Pinecone¶
Pinecone provides a Hosted Inference API to various embedding
and reranking models. pyterrier-services
provides access to these APIs through
PineconeApi
.
Note
To use this API, you will need to have the pinecone package installed (pip install pinecone
)
and have a Pinecone API Key. You can
provide your API key through the environment variable PINECONE_API_KEY
(preferred), or pass it
to the constructor of PineconeApi
.
Examples¶
Learned Sparse¶
# Setup
>>> from pyterrier_services import PineconeApi
>>> from pyterrier_pisa import PisaIndex
>>> pinecone = PineconeApi()
>>> model = pinecone.sparse_model()
>>> index = PisaIndex('my_index.pisa', stemmer='none')
# Indexing
>>> pipeline = model >> index
>>> pipeline.index([
... {'docno': 'doc1', 'text': 'PyTerrier: Declarative Experimentation in Python from BM25 to Dense Retrieval'},
... {'docno': 'doc2', 'text': 'QPPTK@TIREx: Simplified Query Performance Prediction for Ad-Hoc Retrieval Experiments'},
... ])
# Retrieval
>>> pipeline = model >> index.quantized()

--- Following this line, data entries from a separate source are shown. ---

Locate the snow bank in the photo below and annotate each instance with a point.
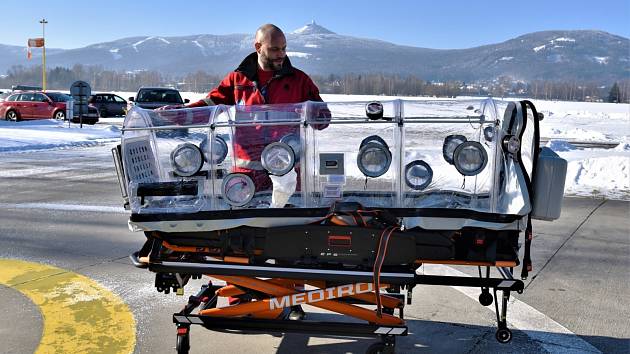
(52, 134)
(599, 176)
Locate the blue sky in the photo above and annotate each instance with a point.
(431, 24)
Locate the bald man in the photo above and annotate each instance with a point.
(264, 77)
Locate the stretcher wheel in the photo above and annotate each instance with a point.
(503, 335)
(183, 344)
(485, 298)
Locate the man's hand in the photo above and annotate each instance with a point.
(167, 107)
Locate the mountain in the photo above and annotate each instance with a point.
(549, 55)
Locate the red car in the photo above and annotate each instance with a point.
(34, 105)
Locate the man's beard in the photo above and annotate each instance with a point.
(271, 64)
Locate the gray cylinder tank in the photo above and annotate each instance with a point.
(551, 172)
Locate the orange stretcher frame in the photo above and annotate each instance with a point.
(283, 293)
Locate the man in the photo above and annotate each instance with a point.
(263, 77)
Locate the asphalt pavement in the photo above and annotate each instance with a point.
(62, 208)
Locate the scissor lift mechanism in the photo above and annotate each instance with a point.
(271, 290)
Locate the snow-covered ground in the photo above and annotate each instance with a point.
(591, 172)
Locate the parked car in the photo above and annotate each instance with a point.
(41, 105)
(34, 105)
(155, 97)
(108, 104)
(90, 118)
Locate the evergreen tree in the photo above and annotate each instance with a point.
(613, 95)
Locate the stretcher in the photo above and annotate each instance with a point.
(334, 206)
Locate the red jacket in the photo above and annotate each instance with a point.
(288, 85)
(241, 87)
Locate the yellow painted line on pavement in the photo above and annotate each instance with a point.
(79, 315)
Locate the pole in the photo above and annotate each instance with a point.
(44, 22)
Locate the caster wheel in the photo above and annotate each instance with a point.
(380, 348)
(485, 298)
(503, 335)
(388, 311)
(183, 344)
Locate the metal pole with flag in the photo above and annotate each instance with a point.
(43, 22)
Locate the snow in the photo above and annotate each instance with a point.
(298, 54)
(591, 172)
(539, 48)
(562, 39)
(52, 134)
(115, 53)
(202, 48)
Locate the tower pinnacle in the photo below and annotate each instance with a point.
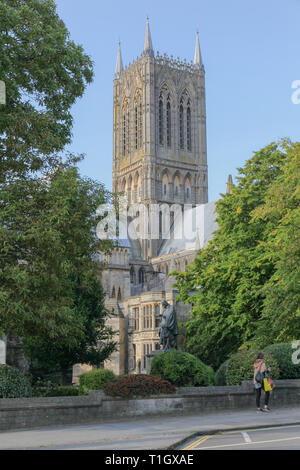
(197, 56)
(148, 48)
(119, 63)
(229, 185)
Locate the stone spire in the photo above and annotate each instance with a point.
(148, 48)
(197, 56)
(229, 185)
(119, 63)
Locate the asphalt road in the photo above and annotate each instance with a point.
(162, 432)
(279, 438)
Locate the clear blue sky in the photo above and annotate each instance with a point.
(251, 52)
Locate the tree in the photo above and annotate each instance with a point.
(93, 347)
(44, 72)
(48, 252)
(224, 283)
(280, 320)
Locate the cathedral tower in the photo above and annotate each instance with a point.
(159, 131)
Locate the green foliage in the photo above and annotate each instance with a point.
(280, 319)
(95, 379)
(62, 391)
(283, 353)
(50, 293)
(44, 72)
(221, 374)
(182, 369)
(13, 383)
(243, 288)
(141, 385)
(240, 366)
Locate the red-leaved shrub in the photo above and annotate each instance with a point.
(141, 385)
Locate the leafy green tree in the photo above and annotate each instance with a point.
(93, 346)
(44, 72)
(224, 283)
(280, 320)
(49, 274)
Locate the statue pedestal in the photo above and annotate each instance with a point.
(149, 358)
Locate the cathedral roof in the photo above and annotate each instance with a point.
(148, 48)
(197, 56)
(119, 63)
(193, 232)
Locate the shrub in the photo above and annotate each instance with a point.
(63, 391)
(221, 374)
(141, 385)
(95, 379)
(13, 383)
(240, 366)
(283, 353)
(182, 369)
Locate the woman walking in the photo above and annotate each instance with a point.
(260, 371)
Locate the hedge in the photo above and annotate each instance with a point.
(221, 374)
(95, 379)
(283, 353)
(13, 383)
(140, 385)
(240, 366)
(182, 369)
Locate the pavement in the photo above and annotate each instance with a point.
(147, 433)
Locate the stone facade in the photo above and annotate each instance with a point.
(159, 157)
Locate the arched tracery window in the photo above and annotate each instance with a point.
(138, 117)
(181, 127)
(125, 128)
(165, 117)
(161, 121)
(188, 128)
(168, 126)
(185, 122)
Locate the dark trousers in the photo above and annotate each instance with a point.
(258, 395)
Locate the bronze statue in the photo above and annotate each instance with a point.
(168, 328)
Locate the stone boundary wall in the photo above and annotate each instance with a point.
(20, 413)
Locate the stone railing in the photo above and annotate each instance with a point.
(97, 407)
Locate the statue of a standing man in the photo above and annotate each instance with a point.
(168, 328)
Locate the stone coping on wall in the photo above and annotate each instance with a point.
(20, 413)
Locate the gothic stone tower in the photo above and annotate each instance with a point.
(159, 131)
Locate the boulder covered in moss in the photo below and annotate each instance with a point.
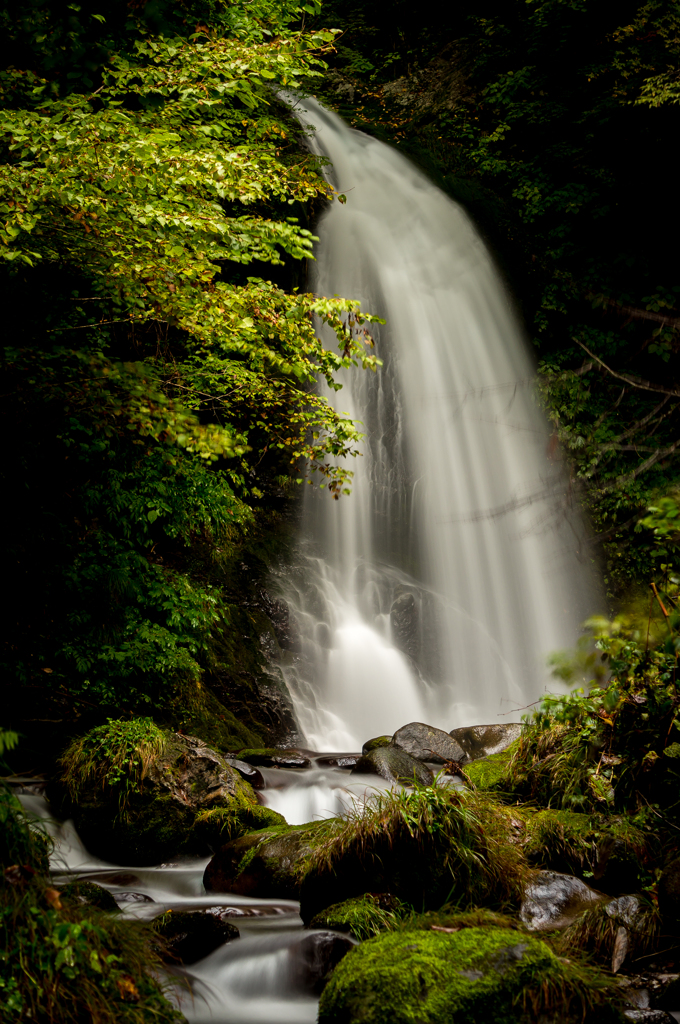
(394, 765)
(190, 935)
(135, 792)
(364, 915)
(273, 757)
(373, 744)
(484, 740)
(427, 743)
(264, 864)
(88, 894)
(475, 975)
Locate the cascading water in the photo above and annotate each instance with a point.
(436, 591)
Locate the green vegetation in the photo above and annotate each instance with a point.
(364, 916)
(161, 386)
(540, 118)
(477, 974)
(64, 962)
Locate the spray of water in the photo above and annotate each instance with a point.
(438, 589)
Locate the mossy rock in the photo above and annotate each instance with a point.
(475, 975)
(363, 916)
(215, 827)
(88, 894)
(153, 819)
(190, 935)
(492, 773)
(377, 741)
(394, 765)
(274, 757)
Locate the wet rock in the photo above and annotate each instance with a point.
(427, 743)
(186, 778)
(88, 894)
(314, 960)
(649, 1016)
(273, 757)
(669, 894)
(130, 897)
(617, 868)
(553, 900)
(259, 865)
(393, 764)
(190, 935)
(476, 974)
(338, 761)
(483, 740)
(373, 744)
(404, 620)
(248, 772)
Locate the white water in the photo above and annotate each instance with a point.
(458, 499)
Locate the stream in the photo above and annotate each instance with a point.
(258, 978)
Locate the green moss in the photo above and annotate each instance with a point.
(475, 975)
(364, 916)
(493, 773)
(215, 827)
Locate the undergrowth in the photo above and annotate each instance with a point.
(116, 756)
(64, 963)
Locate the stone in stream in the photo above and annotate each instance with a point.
(553, 900)
(394, 765)
(182, 781)
(427, 743)
(404, 621)
(88, 894)
(273, 757)
(314, 958)
(373, 744)
(190, 935)
(482, 740)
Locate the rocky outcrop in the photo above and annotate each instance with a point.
(404, 620)
(190, 935)
(553, 900)
(484, 740)
(394, 765)
(155, 821)
(428, 743)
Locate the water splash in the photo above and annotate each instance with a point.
(458, 564)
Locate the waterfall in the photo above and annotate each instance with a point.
(437, 590)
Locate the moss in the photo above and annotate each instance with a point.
(493, 773)
(88, 894)
(476, 975)
(215, 827)
(62, 961)
(364, 916)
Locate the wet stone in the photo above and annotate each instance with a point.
(425, 742)
(482, 740)
(315, 957)
(553, 900)
(132, 898)
(190, 935)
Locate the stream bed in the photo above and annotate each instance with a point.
(261, 977)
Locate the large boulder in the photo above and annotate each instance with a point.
(553, 900)
(190, 935)
(262, 864)
(155, 820)
(427, 743)
(476, 975)
(405, 625)
(394, 765)
(483, 740)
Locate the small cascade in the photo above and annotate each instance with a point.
(438, 589)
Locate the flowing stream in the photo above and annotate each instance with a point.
(437, 590)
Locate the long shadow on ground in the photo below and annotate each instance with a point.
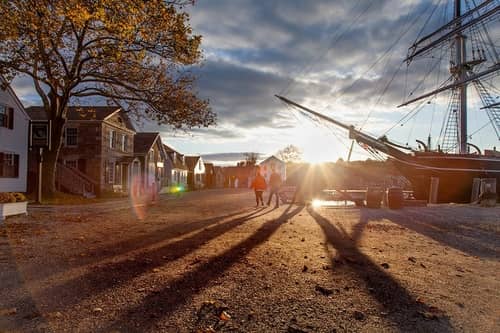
(130, 244)
(114, 274)
(459, 232)
(401, 306)
(14, 314)
(178, 292)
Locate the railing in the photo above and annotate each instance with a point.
(74, 181)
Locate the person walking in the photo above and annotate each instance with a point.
(259, 185)
(274, 184)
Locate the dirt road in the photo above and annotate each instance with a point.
(210, 261)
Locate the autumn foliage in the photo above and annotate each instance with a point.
(136, 54)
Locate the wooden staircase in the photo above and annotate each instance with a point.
(74, 181)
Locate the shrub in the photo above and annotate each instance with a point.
(8, 197)
(19, 196)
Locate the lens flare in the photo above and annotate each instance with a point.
(317, 203)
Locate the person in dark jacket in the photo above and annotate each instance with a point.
(274, 187)
(259, 185)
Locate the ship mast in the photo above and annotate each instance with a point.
(461, 69)
(459, 72)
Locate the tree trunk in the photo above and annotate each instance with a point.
(50, 158)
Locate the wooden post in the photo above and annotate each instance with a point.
(433, 192)
(488, 196)
(476, 188)
(40, 161)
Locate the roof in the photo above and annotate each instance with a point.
(239, 171)
(144, 141)
(99, 113)
(191, 161)
(177, 162)
(209, 167)
(270, 158)
(9, 89)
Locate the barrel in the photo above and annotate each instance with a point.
(395, 198)
(374, 197)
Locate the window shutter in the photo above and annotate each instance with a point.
(16, 166)
(10, 117)
(1, 165)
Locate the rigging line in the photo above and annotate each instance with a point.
(333, 41)
(483, 25)
(479, 129)
(438, 78)
(448, 110)
(431, 69)
(411, 129)
(415, 20)
(409, 115)
(382, 94)
(427, 21)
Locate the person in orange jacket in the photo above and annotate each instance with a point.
(259, 185)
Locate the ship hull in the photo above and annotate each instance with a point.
(456, 174)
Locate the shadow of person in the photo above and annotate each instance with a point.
(401, 306)
(182, 289)
(464, 232)
(112, 275)
(19, 311)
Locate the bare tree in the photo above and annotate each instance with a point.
(251, 158)
(133, 53)
(290, 154)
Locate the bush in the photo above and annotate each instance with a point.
(7, 197)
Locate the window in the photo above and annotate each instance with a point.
(118, 174)
(6, 117)
(9, 165)
(71, 137)
(71, 163)
(112, 139)
(109, 168)
(124, 142)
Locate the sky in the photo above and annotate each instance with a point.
(342, 58)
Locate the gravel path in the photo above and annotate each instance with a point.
(209, 261)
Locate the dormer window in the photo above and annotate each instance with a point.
(6, 117)
(71, 137)
(112, 139)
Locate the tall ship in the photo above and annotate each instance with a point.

>>> pipeline.search('pyterrier')
qid query query_toks docno score rank
0 1 Retrieval {'retrieval': 1.0} doc2 30900.0 0
1 1 Retrieval {'retrieval': 1.0} doc1 29400.0 1
Dense¶
# Setup
>>> from pyterrier_services import PineconeApi
>>> from pyterrier_dr import FlexIndex
>>> pinecone = PineconeApi()
>>> model = pinecone.dense_model()
>>> index = FlexIndex('my_index.flex')
# Indexing
>>> pipeline = model >> index
>>> pipeline.index([
... {'docno': 'doc1', 'text': 'PyTerrier: Declarative Experimentation in Python from BM25 to Dense Retrieval'},
... {'docno': 'doc2', 'text': 'QPPTK@TIREx: Simplified Query Performance Prediction for Ad-Hoc Retrieval Experiments'},
... ])
# Retrieval
>>> pipeline = model >> index.retriever()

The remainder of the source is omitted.